The authors advocate the same system we use for harvesting crops in the fall: determine the winter-kill temperature for each crop, list them in descending order, and work down the list, monitoring the weather forecast.

There is encouragement to build a well-insulated room with a household air-conditioner reconfigured using the CoolBot device to run at lower temperatures. If possible, make two storage rooms, one at 50°F-59°F (10°C-15°C) and one at 32°F-39°F (0°C-4°C). This is the first time I’ve seen advice to also install a heater, for occasions when outdoor temperatures are just too cold. I think we don’t need that in Virginia, but I believe Northerners do!

There are instructions about humidity, about managing ethylene and CO2, and managing inventory. There is a two-page table of storage conditions, containers, and length of storage for thirteen crops.

The last section of the book is Growing and Selling Vegetables Year-Round. Plan not to stand in the freezing cold all day at market! Options include a CSA; an online store with once-a-week deliveries to a select few locations; restaurant sales with a weekly Fresh List. Being reliable and communicating clearly is key, as is coordinating the orders and making a harvest list for the crew.
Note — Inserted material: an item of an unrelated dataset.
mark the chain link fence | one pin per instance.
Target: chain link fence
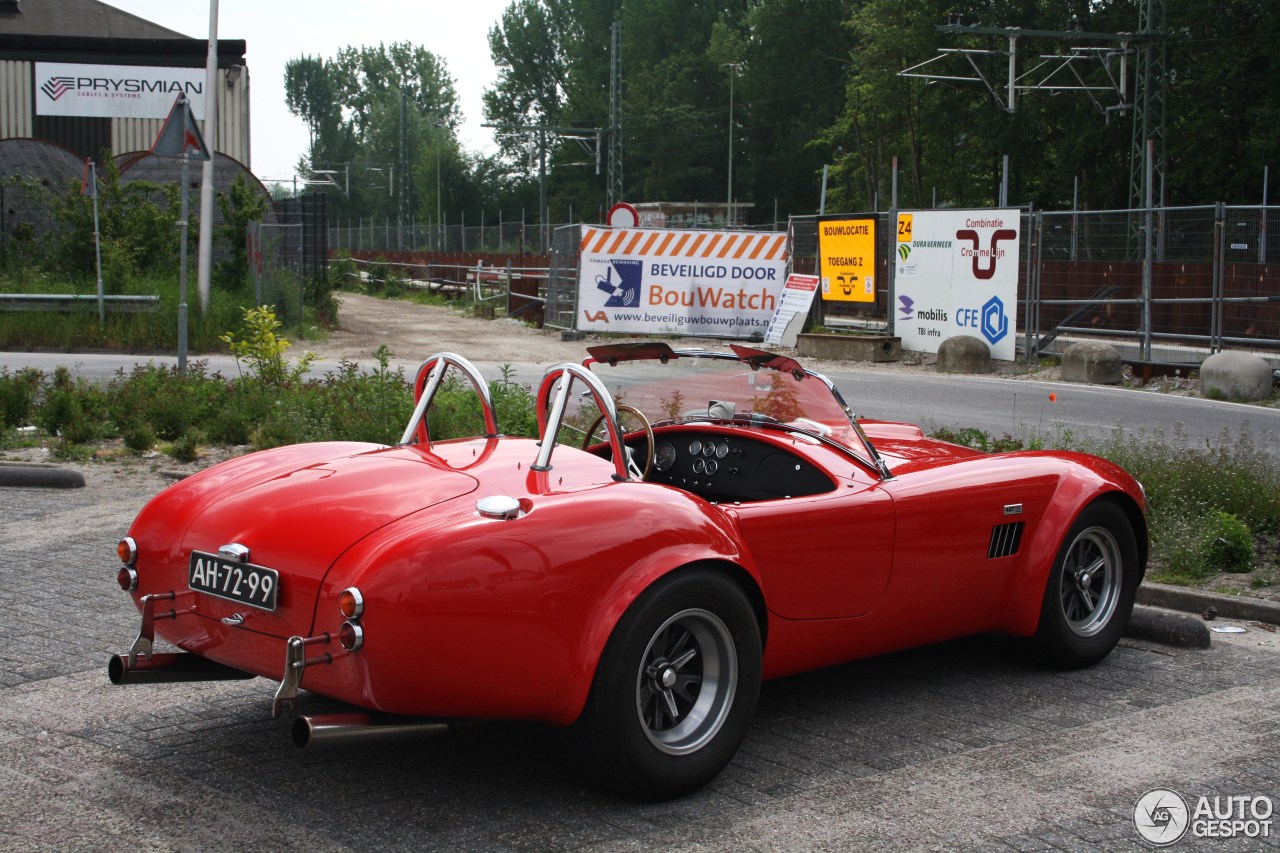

The world needs more small-scale year-round growers, supplying local markets. In Quebec in 2020, there were more start-up farms than farms closing down – the first time in fifty years! We do not need vertical farms of hydroponic vegetables, using large amounts of energy, priding themselves, curiously enough, on not using soil to produce food. Or food-like products. The diversity and flavor of four-season vegetables grown in soil can’t be beat.